Neste livro sobre a história dos apelidos portugueses há ainda alguns detalhes engraçados das incursões portuguesas pelo Mundo. Por exemplo, sabe-se hoje que a grande maioria dos cidadãos nascidos em Macau, Singapura, Malaca ou Ceilão, que outrora foram território português, tem ainda hoje e com frequência apelidos como Meneses, Silva, Pereira, Sousa, Albuquerque, Noronha ou Gama, pois estes deviam-se precisamente ao hábito de naquela época os indígenas convertidos terem sido batizados com os nomes dos governadores ou vice-reis do território como Afonso de Albuquerque, Estevão da Gama, D. Duarte de Menezes ou D. Afonso de Noronha, entre outros.

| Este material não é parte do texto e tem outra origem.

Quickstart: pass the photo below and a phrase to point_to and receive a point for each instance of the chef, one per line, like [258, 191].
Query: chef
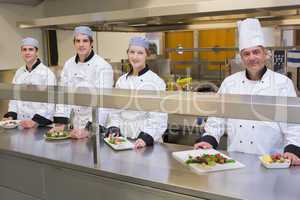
[248, 136]
[34, 72]
[145, 127]
[85, 69]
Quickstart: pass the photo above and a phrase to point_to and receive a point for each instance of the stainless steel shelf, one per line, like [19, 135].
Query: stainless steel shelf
[266, 108]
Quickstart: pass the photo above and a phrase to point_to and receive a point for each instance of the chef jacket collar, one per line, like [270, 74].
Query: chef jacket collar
[261, 73]
[34, 65]
[143, 71]
[86, 59]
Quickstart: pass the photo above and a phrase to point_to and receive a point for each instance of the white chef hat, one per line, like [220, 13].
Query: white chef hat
[30, 42]
[83, 30]
[250, 34]
[139, 41]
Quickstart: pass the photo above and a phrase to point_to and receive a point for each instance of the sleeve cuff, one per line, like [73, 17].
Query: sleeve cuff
[291, 148]
[61, 120]
[148, 139]
[209, 139]
[42, 121]
[14, 115]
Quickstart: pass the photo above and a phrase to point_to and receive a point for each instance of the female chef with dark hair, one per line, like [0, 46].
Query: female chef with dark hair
[145, 127]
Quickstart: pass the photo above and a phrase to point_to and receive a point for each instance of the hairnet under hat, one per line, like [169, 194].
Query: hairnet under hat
[139, 41]
[250, 34]
[30, 42]
[83, 30]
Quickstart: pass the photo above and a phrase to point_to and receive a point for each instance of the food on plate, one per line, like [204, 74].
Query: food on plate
[57, 134]
[9, 123]
[275, 158]
[116, 140]
[209, 160]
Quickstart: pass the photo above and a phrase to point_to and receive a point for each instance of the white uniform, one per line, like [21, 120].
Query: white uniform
[94, 74]
[40, 75]
[132, 123]
[257, 137]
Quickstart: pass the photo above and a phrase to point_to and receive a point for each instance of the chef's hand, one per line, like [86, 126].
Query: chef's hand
[202, 145]
[79, 133]
[57, 127]
[292, 157]
[7, 118]
[139, 143]
[28, 123]
[113, 131]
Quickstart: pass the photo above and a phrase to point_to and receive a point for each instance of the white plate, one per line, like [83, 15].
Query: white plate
[182, 156]
[275, 165]
[122, 146]
[9, 126]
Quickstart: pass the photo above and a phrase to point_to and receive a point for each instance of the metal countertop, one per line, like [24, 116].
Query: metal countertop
[155, 167]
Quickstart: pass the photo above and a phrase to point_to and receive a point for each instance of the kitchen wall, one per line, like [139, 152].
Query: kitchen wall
[69, 7]
[10, 35]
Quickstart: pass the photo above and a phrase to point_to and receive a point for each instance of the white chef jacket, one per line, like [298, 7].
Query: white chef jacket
[249, 136]
[40, 75]
[94, 73]
[132, 123]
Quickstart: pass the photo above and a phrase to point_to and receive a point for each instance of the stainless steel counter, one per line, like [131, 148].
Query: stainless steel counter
[152, 168]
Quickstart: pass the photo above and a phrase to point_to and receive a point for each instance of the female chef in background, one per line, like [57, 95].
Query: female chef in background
[146, 127]
[34, 72]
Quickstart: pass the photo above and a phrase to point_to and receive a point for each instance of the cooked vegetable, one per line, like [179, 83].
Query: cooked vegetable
[275, 158]
[116, 140]
[57, 134]
[209, 160]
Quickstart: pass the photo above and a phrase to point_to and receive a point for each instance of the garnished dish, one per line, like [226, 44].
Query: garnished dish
[118, 143]
[57, 135]
[206, 160]
[9, 123]
[116, 140]
[274, 161]
[209, 160]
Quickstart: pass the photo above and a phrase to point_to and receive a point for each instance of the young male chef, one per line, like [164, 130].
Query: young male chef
[248, 136]
[85, 69]
[34, 72]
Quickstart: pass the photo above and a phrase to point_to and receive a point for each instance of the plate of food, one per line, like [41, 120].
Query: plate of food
[275, 161]
[118, 143]
[9, 123]
[206, 160]
[57, 135]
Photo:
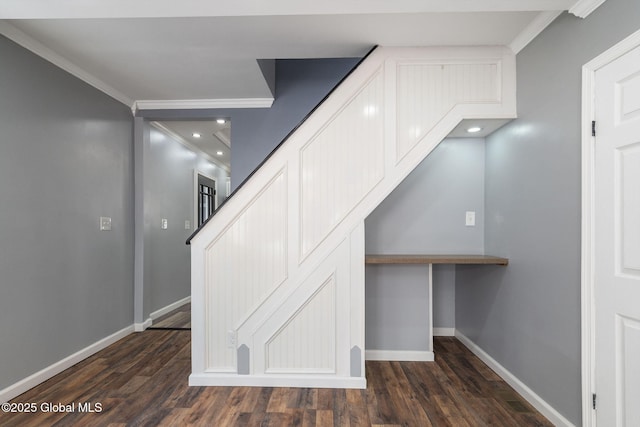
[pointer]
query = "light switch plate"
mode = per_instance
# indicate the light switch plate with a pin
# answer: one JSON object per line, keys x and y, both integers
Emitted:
{"x": 470, "y": 219}
{"x": 105, "y": 223}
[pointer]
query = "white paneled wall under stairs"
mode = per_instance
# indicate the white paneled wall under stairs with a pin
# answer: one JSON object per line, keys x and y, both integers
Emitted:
{"x": 278, "y": 273}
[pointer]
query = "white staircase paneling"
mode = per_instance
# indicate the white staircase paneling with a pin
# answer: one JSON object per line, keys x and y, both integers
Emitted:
{"x": 278, "y": 273}
{"x": 245, "y": 264}
{"x": 426, "y": 92}
{"x": 342, "y": 164}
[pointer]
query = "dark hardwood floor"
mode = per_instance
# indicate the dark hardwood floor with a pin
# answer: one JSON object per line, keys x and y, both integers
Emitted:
{"x": 142, "y": 381}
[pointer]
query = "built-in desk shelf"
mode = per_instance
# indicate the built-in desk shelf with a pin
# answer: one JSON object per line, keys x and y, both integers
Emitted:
{"x": 428, "y": 260}
{"x": 435, "y": 259}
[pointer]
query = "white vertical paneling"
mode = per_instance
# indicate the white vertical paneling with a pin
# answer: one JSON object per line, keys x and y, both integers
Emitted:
{"x": 307, "y": 342}
{"x": 243, "y": 266}
{"x": 282, "y": 264}
{"x": 628, "y": 201}
{"x": 341, "y": 164}
{"x": 426, "y": 92}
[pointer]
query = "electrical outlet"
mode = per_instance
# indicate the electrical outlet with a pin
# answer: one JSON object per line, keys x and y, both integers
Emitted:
{"x": 105, "y": 223}
{"x": 232, "y": 338}
{"x": 470, "y": 219}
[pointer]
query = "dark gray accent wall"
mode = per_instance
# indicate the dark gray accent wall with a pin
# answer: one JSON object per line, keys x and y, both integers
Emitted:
{"x": 425, "y": 214}
{"x": 300, "y": 84}
{"x": 527, "y": 316}
{"x": 65, "y": 160}
{"x": 169, "y": 193}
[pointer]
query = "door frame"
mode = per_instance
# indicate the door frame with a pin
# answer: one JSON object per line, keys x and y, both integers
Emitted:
{"x": 588, "y": 223}
{"x": 196, "y": 194}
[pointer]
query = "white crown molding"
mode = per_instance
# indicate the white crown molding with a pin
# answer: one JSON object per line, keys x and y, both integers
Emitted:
{"x": 532, "y": 30}
{"x": 191, "y": 104}
{"x": 190, "y": 146}
{"x": 44, "y": 52}
{"x": 521, "y": 388}
{"x": 583, "y": 8}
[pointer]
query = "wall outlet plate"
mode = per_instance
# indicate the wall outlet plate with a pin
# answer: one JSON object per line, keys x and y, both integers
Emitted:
{"x": 470, "y": 219}
{"x": 105, "y": 223}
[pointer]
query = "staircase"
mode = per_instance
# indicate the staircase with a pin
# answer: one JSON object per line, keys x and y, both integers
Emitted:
{"x": 278, "y": 273}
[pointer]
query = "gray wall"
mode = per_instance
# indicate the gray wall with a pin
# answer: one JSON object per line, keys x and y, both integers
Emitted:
{"x": 169, "y": 193}
{"x": 424, "y": 214}
{"x": 527, "y": 316}
{"x": 65, "y": 160}
{"x": 300, "y": 84}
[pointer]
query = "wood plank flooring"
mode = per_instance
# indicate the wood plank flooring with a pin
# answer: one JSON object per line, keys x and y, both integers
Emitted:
{"x": 142, "y": 381}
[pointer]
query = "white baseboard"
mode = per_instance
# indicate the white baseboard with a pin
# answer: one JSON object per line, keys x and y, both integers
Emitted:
{"x": 529, "y": 395}
{"x": 48, "y": 372}
{"x": 306, "y": 381}
{"x": 444, "y": 332}
{"x": 139, "y": 327}
{"x": 399, "y": 356}
{"x": 169, "y": 308}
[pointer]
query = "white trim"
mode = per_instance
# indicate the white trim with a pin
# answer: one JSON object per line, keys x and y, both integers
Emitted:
{"x": 196, "y": 194}
{"x": 399, "y": 355}
{"x": 279, "y": 380}
{"x": 532, "y": 30}
{"x": 190, "y": 104}
{"x": 162, "y": 128}
{"x": 169, "y": 308}
{"x": 583, "y": 8}
{"x": 48, "y": 372}
{"x": 59, "y": 61}
{"x": 529, "y": 395}
{"x": 588, "y": 223}
{"x": 139, "y": 327}
{"x": 444, "y": 332}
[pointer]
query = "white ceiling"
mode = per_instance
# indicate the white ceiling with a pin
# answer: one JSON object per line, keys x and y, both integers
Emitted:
{"x": 202, "y": 54}
{"x": 206, "y": 51}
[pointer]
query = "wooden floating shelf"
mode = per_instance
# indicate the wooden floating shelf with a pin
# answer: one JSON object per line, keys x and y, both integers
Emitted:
{"x": 436, "y": 259}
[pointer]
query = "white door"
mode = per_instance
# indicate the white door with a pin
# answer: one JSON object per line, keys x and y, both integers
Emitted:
{"x": 617, "y": 242}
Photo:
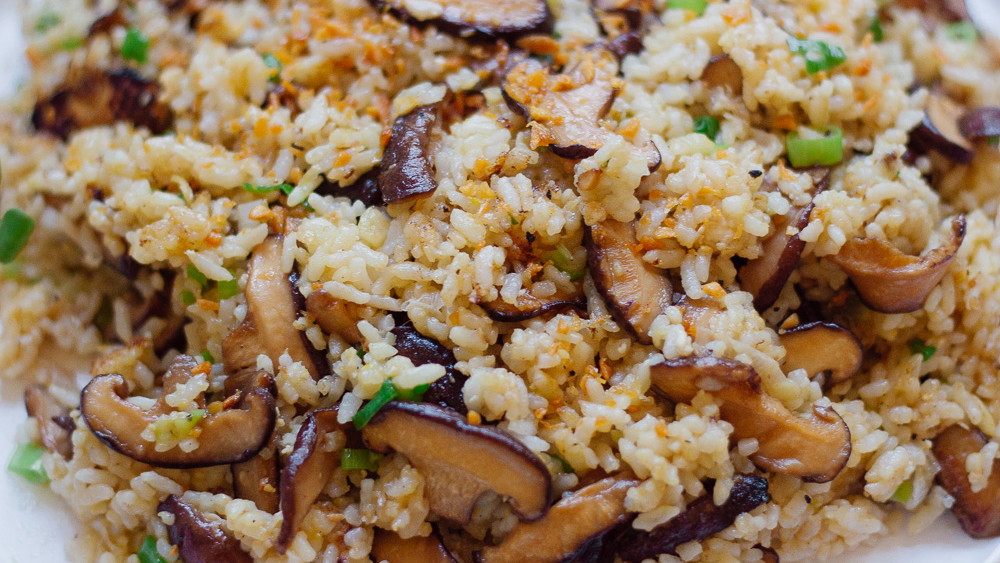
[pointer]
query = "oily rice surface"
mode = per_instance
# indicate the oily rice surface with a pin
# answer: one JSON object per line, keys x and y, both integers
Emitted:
{"x": 264, "y": 93}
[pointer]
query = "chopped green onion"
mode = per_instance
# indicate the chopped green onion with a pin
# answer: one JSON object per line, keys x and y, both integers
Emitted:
{"x": 876, "y": 29}
{"x": 147, "y": 553}
{"x": 271, "y": 61}
{"x": 255, "y": 189}
{"x": 385, "y": 394}
{"x": 903, "y": 492}
{"x": 707, "y": 126}
{"x": 71, "y": 44}
{"x": 27, "y": 462}
{"x": 825, "y": 150}
{"x": 819, "y": 55}
{"x": 563, "y": 261}
{"x": 228, "y": 288}
{"x": 918, "y": 346}
{"x": 135, "y": 47}
{"x": 961, "y": 31}
{"x": 196, "y": 275}
{"x": 15, "y": 229}
{"x": 351, "y": 458}
{"x": 414, "y": 395}
{"x": 47, "y": 21}
{"x": 696, "y": 6}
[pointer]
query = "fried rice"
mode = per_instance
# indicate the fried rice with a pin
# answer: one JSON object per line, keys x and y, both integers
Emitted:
{"x": 317, "y": 280}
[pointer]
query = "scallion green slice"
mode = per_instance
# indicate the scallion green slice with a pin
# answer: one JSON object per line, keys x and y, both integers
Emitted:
{"x": 16, "y": 227}
{"x": 825, "y": 151}
{"x": 27, "y": 462}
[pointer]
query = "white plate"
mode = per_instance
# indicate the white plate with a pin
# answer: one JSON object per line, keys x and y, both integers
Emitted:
{"x": 36, "y": 523}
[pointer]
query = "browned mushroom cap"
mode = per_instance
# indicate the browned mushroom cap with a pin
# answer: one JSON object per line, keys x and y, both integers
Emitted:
{"x": 977, "y": 512}
{"x": 335, "y": 316}
{"x": 889, "y": 281}
{"x": 723, "y": 72}
{"x": 197, "y": 539}
{"x": 388, "y": 546}
{"x": 813, "y": 448}
{"x": 701, "y": 519}
{"x": 445, "y": 391}
{"x": 461, "y": 461}
{"x": 483, "y": 18}
{"x": 575, "y": 526}
{"x": 939, "y": 130}
{"x": 981, "y": 122}
{"x": 272, "y": 309}
{"x": 564, "y": 109}
{"x": 232, "y": 435}
{"x": 634, "y": 291}
{"x": 102, "y": 98}
{"x": 308, "y": 469}
{"x": 406, "y": 171}
{"x": 54, "y": 424}
{"x": 820, "y": 347}
{"x": 257, "y": 478}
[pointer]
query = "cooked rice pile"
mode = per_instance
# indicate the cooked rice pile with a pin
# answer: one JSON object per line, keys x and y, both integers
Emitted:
{"x": 160, "y": 208}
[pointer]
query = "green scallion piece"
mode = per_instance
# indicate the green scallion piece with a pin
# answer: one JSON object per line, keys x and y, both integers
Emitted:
{"x": 196, "y": 275}
{"x": 826, "y": 150}
{"x": 271, "y": 61}
{"x": 876, "y": 30}
{"x": 903, "y": 492}
{"x": 961, "y": 31}
{"x": 563, "y": 261}
{"x": 351, "y": 458}
{"x": 16, "y": 227}
{"x": 228, "y": 288}
{"x": 414, "y": 395}
{"x": 147, "y": 553}
{"x": 707, "y": 126}
{"x": 819, "y": 55}
{"x": 696, "y": 6}
{"x": 385, "y": 394}
{"x": 27, "y": 462}
{"x": 135, "y": 47}
{"x": 918, "y": 346}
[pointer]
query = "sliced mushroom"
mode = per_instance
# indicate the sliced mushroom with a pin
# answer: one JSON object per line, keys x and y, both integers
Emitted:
{"x": 461, "y": 461}
{"x": 235, "y": 434}
{"x": 723, "y": 72}
{"x": 634, "y": 291}
{"x": 978, "y": 512}
{"x": 813, "y": 448}
{"x": 102, "y": 98}
{"x": 308, "y": 469}
{"x": 820, "y": 347}
{"x": 939, "y": 130}
{"x": 482, "y": 18}
{"x": 700, "y": 520}
{"x": 980, "y": 123}
{"x": 388, "y": 546}
{"x": 197, "y": 539}
{"x": 445, "y": 391}
{"x": 574, "y": 527}
{"x": 889, "y": 281}
{"x": 406, "y": 171}
{"x": 54, "y": 424}
{"x": 335, "y": 316}
{"x": 528, "y": 306}
{"x": 565, "y": 108}
{"x": 268, "y": 328}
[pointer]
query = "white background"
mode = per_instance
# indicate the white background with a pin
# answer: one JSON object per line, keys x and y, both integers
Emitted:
{"x": 35, "y": 524}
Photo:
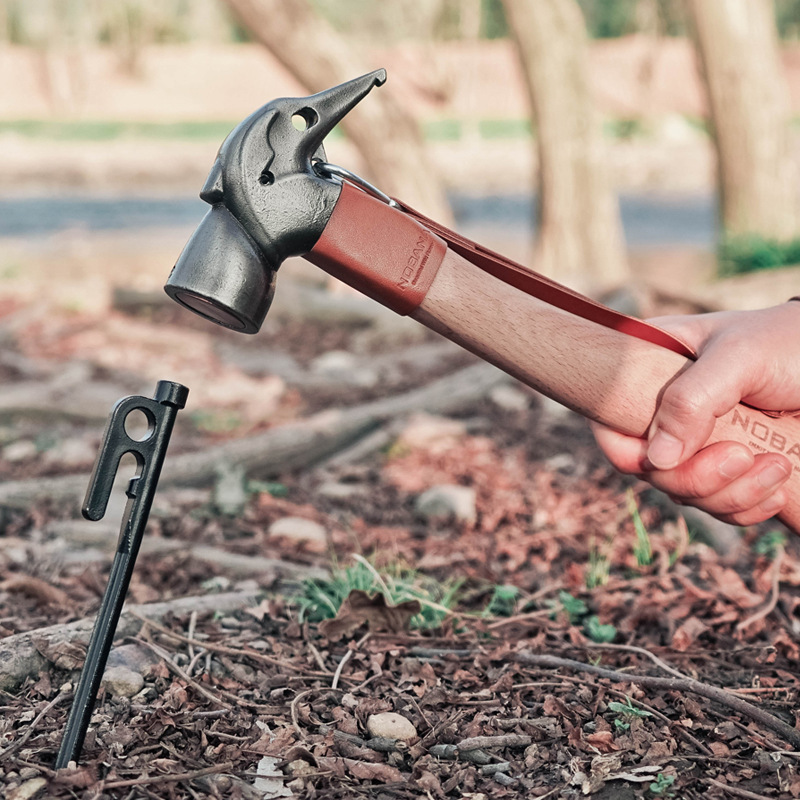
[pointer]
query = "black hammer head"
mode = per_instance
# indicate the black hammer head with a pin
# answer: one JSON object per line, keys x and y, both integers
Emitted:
{"x": 267, "y": 203}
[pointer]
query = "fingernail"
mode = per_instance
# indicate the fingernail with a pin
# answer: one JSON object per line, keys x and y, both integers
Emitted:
{"x": 773, "y": 475}
{"x": 774, "y": 503}
{"x": 735, "y": 465}
{"x": 664, "y": 451}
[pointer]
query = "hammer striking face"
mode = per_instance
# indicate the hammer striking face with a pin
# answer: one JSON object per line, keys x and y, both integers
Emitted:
{"x": 267, "y": 204}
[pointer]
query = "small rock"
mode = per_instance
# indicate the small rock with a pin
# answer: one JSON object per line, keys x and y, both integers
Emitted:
{"x": 431, "y": 433}
{"x": 448, "y": 501}
{"x": 509, "y": 398}
{"x": 20, "y": 451}
{"x": 133, "y": 657}
{"x": 390, "y": 725}
{"x": 230, "y": 494}
{"x": 299, "y": 530}
{"x": 122, "y": 681}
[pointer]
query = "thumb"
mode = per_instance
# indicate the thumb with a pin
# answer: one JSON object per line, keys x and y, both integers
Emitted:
{"x": 690, "y": 405}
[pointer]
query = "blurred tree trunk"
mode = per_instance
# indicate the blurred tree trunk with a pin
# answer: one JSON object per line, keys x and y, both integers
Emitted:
{"x": 737, "y": 44}
{"x": 580, "y": 238}
{"x": 388, "y": 138}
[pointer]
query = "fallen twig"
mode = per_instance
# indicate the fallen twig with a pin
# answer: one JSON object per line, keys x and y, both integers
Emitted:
{"x": 288, "y": 447}
{"x": 228, "y": 651}
{"x": 24, "y": 654}
{"x": 721, "y": 696}
{"x": 736, "y": 791}
{"x": 181, "y": 776}
{"x": 15, "y": 745}
{"x": 489, "y": 742}
{"x": 345, "y": 658}
{"x": 164, "y": 655}
{"x": 773, "y": 595}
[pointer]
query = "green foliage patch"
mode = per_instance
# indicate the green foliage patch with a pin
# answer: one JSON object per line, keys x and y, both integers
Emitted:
{"x": 738, "y": 255}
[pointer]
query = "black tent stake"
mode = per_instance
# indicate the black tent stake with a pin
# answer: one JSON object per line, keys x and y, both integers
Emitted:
{"x": 149, "y": 453}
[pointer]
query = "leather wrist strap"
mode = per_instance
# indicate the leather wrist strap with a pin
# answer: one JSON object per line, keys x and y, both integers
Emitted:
{"x": 392, "y": 255}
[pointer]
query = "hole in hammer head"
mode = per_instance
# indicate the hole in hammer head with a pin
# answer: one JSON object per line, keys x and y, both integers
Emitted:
{"x": 304, "y": 119}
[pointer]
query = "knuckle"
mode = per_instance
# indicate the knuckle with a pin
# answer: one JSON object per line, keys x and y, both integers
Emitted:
{"x": 684, "y": 402}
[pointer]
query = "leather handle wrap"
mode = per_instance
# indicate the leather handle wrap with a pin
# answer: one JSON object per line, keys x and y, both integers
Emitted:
{"x": 378, "y": 250}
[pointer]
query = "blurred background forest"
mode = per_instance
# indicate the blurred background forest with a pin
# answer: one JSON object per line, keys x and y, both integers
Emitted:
{"x": 605, "y": 143}
{"x": 644, "y": 151}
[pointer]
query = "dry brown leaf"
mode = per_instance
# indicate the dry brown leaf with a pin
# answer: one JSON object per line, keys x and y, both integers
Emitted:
{"x": 36, "y": 588}
{"x": 603, "y": 741}
{"x": 687, "y": 634}
{"x": 359, "y": 607}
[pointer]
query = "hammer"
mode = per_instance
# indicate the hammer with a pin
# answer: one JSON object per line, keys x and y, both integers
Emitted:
{"x": 274, "y": 195}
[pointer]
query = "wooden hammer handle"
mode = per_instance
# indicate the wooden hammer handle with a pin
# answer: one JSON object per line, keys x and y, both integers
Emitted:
{"x": 605, "y": 375}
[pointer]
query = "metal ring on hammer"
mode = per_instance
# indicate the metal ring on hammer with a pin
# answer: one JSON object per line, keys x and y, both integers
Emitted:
{"x": 326, "y": 170}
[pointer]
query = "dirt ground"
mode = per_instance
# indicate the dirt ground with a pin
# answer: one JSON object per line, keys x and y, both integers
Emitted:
{"x": 581, "y": 636}
{"x": 603, "y": 673}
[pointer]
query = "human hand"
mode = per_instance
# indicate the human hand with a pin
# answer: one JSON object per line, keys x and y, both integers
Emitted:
{"x": 749, "y": 356}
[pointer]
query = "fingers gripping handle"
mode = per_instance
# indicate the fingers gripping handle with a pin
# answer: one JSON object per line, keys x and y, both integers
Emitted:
{"x": 601, "y": 373}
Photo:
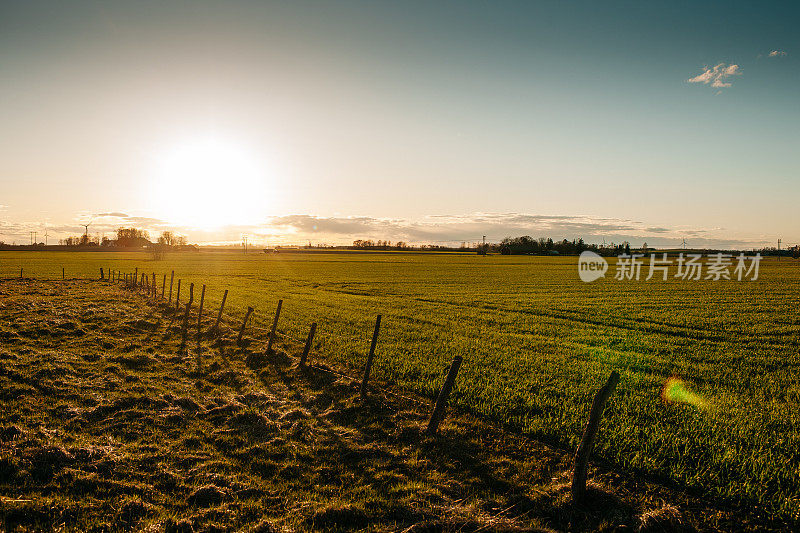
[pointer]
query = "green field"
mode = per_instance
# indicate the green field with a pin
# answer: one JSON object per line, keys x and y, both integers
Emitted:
{"x": 537, "y": 343}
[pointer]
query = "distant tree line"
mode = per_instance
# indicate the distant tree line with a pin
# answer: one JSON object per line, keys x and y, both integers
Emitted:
{"x": 546, "y": 246}
{"x": 129, "y": 238}
{"x": 379, "y": 245}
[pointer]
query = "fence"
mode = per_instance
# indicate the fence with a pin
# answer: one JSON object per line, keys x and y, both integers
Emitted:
{"x": 146, "y": 284}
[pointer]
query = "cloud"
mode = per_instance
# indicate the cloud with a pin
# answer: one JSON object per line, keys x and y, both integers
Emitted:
{"x": 717, "y": 76}
{"x": 434, "y": 229}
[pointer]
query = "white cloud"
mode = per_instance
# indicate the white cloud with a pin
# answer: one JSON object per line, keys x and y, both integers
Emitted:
{"x": 716, "y": 76}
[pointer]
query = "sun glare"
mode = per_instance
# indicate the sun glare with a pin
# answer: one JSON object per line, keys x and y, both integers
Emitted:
{"x": 211, "y": 182}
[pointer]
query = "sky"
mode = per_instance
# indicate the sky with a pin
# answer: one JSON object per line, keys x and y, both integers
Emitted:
{"x": 435, "y": 122}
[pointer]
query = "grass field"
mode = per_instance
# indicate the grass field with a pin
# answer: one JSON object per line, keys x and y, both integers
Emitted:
{"x": 537, "y": 343}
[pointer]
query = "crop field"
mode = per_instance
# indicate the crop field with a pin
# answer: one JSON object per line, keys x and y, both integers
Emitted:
{"x": 537, "y": 343}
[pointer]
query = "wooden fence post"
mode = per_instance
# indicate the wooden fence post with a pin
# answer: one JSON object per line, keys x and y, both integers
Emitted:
{"x": 185, "y": 326}
{"x": 587, "y": 441}
{"x": 215, "y": 329}
{"x": 370, "y": 357}
{"x": 200, "y": 316}
{"x": 441, "y": 400}
{"x": 274, "y": 326}
{"x": 244, "y": 323}
{"x": 309, "y": 341}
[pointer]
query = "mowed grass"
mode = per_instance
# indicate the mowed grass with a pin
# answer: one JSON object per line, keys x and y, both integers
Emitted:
{"x": 537, "y": 343}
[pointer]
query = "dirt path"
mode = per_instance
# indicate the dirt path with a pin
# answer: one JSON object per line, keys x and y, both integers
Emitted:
{"x": 105, "y": 425}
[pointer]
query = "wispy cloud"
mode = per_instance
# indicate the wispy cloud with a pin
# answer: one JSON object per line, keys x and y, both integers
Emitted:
{"x": 717, "y": 76}
{"x": 433, "y": 229}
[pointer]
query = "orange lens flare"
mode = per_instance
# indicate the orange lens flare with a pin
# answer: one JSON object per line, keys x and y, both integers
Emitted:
{"x": 676, "y": 391}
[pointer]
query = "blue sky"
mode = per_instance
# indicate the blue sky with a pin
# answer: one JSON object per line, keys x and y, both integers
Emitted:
{"x": 376, "y": 117}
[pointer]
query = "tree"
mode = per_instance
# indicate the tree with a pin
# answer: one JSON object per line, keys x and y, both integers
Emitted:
{"x": 132, "y": 238}
{"x": 167, "y": 238}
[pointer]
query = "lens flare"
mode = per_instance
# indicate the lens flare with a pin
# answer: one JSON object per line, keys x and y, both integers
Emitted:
{"x": 675, "y": 391}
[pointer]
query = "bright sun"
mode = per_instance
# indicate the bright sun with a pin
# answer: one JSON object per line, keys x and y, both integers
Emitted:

Já no Brasil, o processo fez-se ao contrário no dealbar do século XIX e por força do furor independentista: muitos portugueses resolveram enfeitar os seus nomes com outros de origem indígena. Por exemplo, o visconde de Jequitinha, que começou a vida como Francisco Gomes Brandão, transfigurou-se em Francisco Gê Acaiaba Montezuma. ‘Sinhôzinho’, que tanto ouvimos em telenovelas de época brasileiras, é na verdade uma derivação dos apelidos Sousa Leão. No Congo, o mesmo fenómeno: Ndonderi (Dom André) ou Ndonbele (Dom Abel) são na realidade nomes de origem lusa.
CURIOSIDADES DOS NOMES
Alcunhas
Existem no nosso país muitos sobrenomes nascidos de alcunhas, especialmente no sul do continente: Preto, Trigueiro, Moreno, mas também Barriga, Calvos, Perna, Delgado, Feio, Magro, Pestana, Novo ou Velho.
Heróis de guerra
Alguns apelidos foram formados pelas façanhas alcançadas em guerras: Bandeira, Machado, Torres, Menagem, Corte Real, Mesquita ou Mina.
Profissões
Instrumentos e acessórios de trabalho também se tornaram o nome de muito boa gente: Viola, Correia, Lemes, Caldeira ou Ponte, são exemplos.
Animais
Em Portugal são comuns os apelidos que derivam de alcunhas sugeridas pelo reino animal: Peixe, Touro, Falcão, Sardinha, Coelho, Raposo, Salema, Perdigão, etc.
Descendência
As crianças portuguesas nem sempre foram batizadas com os nomes dos pais: houve épocas em que se usavam os apelidos dos tios ou dos padrinhos. Durante muito tempo, as mulheres casadas também não adquiriram o apelido do marido (e nem os filhos tinham o nome das mães). É uma das razões da complexidade desta genealogia.